HE DOES not mind admitting it, but there was a moment on the set of new Amazon Prime thriller The Rig when, surrounded by Game of Thrones and Line of Duty stars, Cameron Fulton really had to pinch himself.
“I think all of us younger guys in the cast felt it,” he grins. “We kept looking at each other and going – there’s Martin Compston off Line of Duty, and Iain Glen from Game of Thrones, and Emily Hampshre from Schitt’s Creek - is this actually happening?
“It felt like a real moment.”
Cameron, who is from Airdrie, plays a young oil rig worker in the much-hyped supernatural thriller, which is due on screen soon.
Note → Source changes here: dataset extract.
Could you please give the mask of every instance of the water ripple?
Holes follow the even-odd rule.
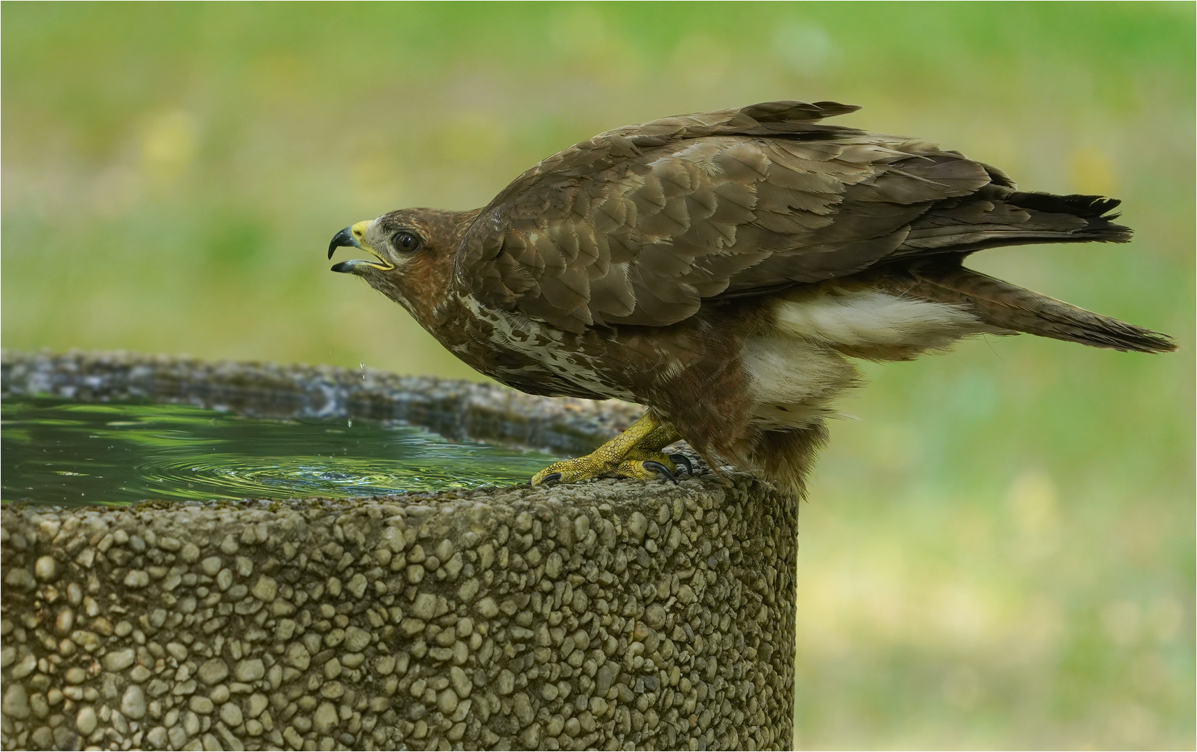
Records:
[[[375,422],[4,400],[2,499],[353,497],[525,481],[554,457]]]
The first Amazon Prime series to be filmed entirely in Scotland, it follows the fortunes of the Kinloch Bravo crew who are suddenly cut off from all communications with the shore, by a mysterious force.
“I cannot wait for everyone to see it, I think the storyline will keep everyone guessing,” he says. “It was an amazing experience. We filmed it on shore, but the sets were so good, you’d think you were actually walking on to an oil rig. There were helicopters in there, water – it was sensational.”
This week, Glasgow audiences can catch Cameron – who will also be well-known to fans of River City as misguided, misunderstood bad boy Tyler Foulkes – in Oran Mor’s lunchtime theatre series A Play A Pie and A Pint.
He is starring in Infernal Serpent, Dave Gerow’s devilishly modern twist on an old story, which looks at why – and how – we protest. Cameron plays Adam, who moves into a new house with his partner Eve. The couple are snake rights activists, and by sheer coincidence – too much of a coincidence, perhaps – their neighbour Lucy is also in the same line of work.
“Lucy lights a fire in Adam, and starts infiltrating his life – chaos ensues,” he smiles. “It’s a really clever play, with some commentary on the political landscape we live in which will definitely get people talking, I think.
“It’s a real privilege to be back at Oran Mor, working with such a fantastic bunch of people – this is my fourth play here.” He jokes: “I played an activist in the last one too – not sure what kind of activist vibe I’m giving off…”
Cameron adds, more seriously: “I wouldn’t describe myself as an activist, but I would protest – I’ve been on a couple of marches. I think we’re all passionate about causes we believe in, and I’d like to think, like most people, that I would stand up for something I felt strongly about.”
It is quite a switch, from an eerie oil rig thriller, mingling with Compston, Glen and the like, to a lunchtime play in the heart of Glasgow’s west end, but it’s “the joy of the job”, says Cameron, adding that it is a job he never intended to do in the first place.
“I wanted to be a police officer,” he says. “I’d signed up to a cadet programme, left school after fourth year, and then the banks crashed and the whole thing was scrapped. So I went back to school, and took Higher drama because I thought it would be a bit of a skive.”
Persuaded by his drama teacher to audition for Peter Mullan’s film NEDS, a coming of age film set in Glasgow in the 1970s, Cameron got the part and it led to film The Eagle, starring Channing Tatum and Jamie Bell, and a string of other parts and opportunities.
“I kind of fell into it,” he says, with a laugh. “Now that I’m in this world, I do sort of wish I’d done youth theatre, or gone to drama classes – but I love the way people come to things in different ways and have different experiences. And who knows if I had gone to drama school, would it have worked out this way, anyway?”
Landing the role of young Tyler on River City has been an “amazing” experience, says Cameron.
“I absolutely love Tyler,” he says. “He’s been brought up in this world of crime and gangsters, without any hint of love, or nurture from anyone, and he really doesn’t want to be in this world.
“Because he’s small and baby-faced, he’s not really given any respect either, so he pushes too far and bites off more than he can chew to try and find his place in it all.”
Cameron admits he can relate to Tyler in some ways.
“In terms of the lack of love shown to him, that couldn’t be further from the truth – my family has always been incredibly supportive,” he says. “But I can definitely understand that struggle to find your place, to cope with being the ‘wee’ man, worrying if people will pick on you because of your size and having to develop a thick skin to cope with it. Tyler is a more extreme version of it, but I can definitely relate.”
Big scenes are coming, he teases. “Tyler has been setting one gangster up against another and that’s never going to end well,” he grins. “He’s a real snake in the grass.”
He breaks off with a laugh. “Snakes, serpents…I can’t get away from them….”
An Infernal Serpent is at Oran Mor until Saturday.